Vegan leather is a phrase you see around a lot these days—on the hangtags of Zara bags, on the label of your new moto jacket, in an article about a new animal-friendly accessories line. But while we’re all pretty clear on what leather is (even if we don’t particularly like thinking about it), the “faux-leather” label isn’t necessarily so clear.
For one, the label is an umbrella term that covers several materials, including PVC (polyvinyl chloride), PU (polyurethane), and many other, more innovative synthetics.
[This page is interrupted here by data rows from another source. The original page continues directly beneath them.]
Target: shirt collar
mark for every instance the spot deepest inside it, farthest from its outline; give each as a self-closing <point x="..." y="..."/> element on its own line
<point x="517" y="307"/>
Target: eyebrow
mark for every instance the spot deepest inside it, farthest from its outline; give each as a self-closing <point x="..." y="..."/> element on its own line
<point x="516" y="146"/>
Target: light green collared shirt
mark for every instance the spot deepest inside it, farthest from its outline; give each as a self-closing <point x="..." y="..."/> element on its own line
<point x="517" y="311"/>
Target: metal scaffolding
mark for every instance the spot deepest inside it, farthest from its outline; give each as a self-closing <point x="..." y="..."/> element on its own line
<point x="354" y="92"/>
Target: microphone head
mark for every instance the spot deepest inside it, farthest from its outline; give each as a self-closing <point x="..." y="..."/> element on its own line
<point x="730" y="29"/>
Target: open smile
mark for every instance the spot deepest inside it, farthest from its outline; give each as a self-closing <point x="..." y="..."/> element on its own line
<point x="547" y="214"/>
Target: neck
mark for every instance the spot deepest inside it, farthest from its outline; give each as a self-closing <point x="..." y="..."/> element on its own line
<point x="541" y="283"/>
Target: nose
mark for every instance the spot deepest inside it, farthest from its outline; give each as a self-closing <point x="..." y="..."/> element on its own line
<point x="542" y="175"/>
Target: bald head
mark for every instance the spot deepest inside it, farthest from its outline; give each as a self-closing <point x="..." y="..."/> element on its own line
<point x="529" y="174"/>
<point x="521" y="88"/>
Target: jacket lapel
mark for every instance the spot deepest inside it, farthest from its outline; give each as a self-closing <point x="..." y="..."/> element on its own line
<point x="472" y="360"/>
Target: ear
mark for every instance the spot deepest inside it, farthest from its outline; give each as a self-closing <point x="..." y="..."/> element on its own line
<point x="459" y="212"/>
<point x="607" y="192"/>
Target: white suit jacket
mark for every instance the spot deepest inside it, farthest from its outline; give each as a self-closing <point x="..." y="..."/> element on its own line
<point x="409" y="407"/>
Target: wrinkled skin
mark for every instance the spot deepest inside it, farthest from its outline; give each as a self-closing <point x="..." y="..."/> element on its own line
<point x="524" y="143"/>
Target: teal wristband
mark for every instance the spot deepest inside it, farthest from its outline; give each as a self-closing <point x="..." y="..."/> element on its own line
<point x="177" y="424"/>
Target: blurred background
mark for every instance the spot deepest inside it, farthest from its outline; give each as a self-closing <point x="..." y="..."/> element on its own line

According to Joshua Katcher, an adjunct professor at Parsons School of Design and the founder of slow-fashion line Brave Gentleman, the field is constantly changing, so that the cheap, plasticky, unbreathable “pleather” of our parents’ generations bears little resemblance to the vegan-leather options in stores today.
“The technology has advanced so that, in general, any faux leather is going to be better today than it was five years ago or 10 years ago, and especially 20 or 30 years ago,” says Katcher. “That’s the thing about synthetics—they’re always getting better. They’re always getting more refined, more efficient, more sustainable. And when it comes to leather, there’s only so much you can do to an animal.”
Ok, but won’t real leather last you longer? Not necessarily, says Katcher. Like anything in fashion, there are some pieces that are better-made and use higher-quality materials than others. “What we see in the cheaper stores tends to be what’s called a coated canvas—just imagine a piece of canvas with a liquid plastic that coats the top and makes it look like leather,” he explains. Naturally, something like this doesn’t have the same strength and durability of animal leather, especially if it’s poorly-constructed. No one’s denying the sturdiness of a good pair of leather boots or a well-made jacket, but the problem, Katcher says, is that the skins needed to make them are a finite resource, and the processes to turn that biological material into something that doesn’t decompose are incredibly harsh, both for the environment and for the people that work in leather tanneries, who, in places like Bangladesh, can be exposed to toxic chemicals and hazardous working conditions.
Plus, there are now sustainable alternatives that hold up just as well. “There’s nothing magical about skin,” says Katcher. “It’s a material that’s constructed of many, many little fibers that are intertwined. We can reproduce that synthetically, we can grow it in a laboratory, we can find different sources that will result in a similar effect. The only limit is our ability to innovate and right now we are just on the brink of so many exciting innovations.” This year, in fact, Brooklyn startup Modern Meadow raised $40 million to research and develop ways to scale lab-grown leather, which they first successfully grew in 2012. According to Business Insider, they plan to partner with fashion brands and tanneries to help bring the product to consumers in the next few years, a move that could majorly disrupt the $100 billion leather industry.
But aren’t synthetic materials bad for the environment, too? In certain cases, yes. PVC (otherwise known as vinyl), in particular, is “a toxic substance and a known carcinogen and a pretty nasty material,” says Katcher, who avoids the material himself but says other designers still use it thanks to certain aesthetic qualities. Greenpeace calls it “the single most environmentally damaging type of plastic”—though naturally, the vinyl industry claims otherwise. As for polyurethane, the environmental impact varies depending on how it’s produced. “There are many different ways to make it, and some of the methodologies are pretty benign and harmless and there’s other ways that aren’t.”
So, should you give up leather? Opt for vintage? The choice is yours, but investing in something well-made is the best way to ensure you won’t be throwing something out in a season or two just to buy something new—which, in the end, is really what will have the most impact.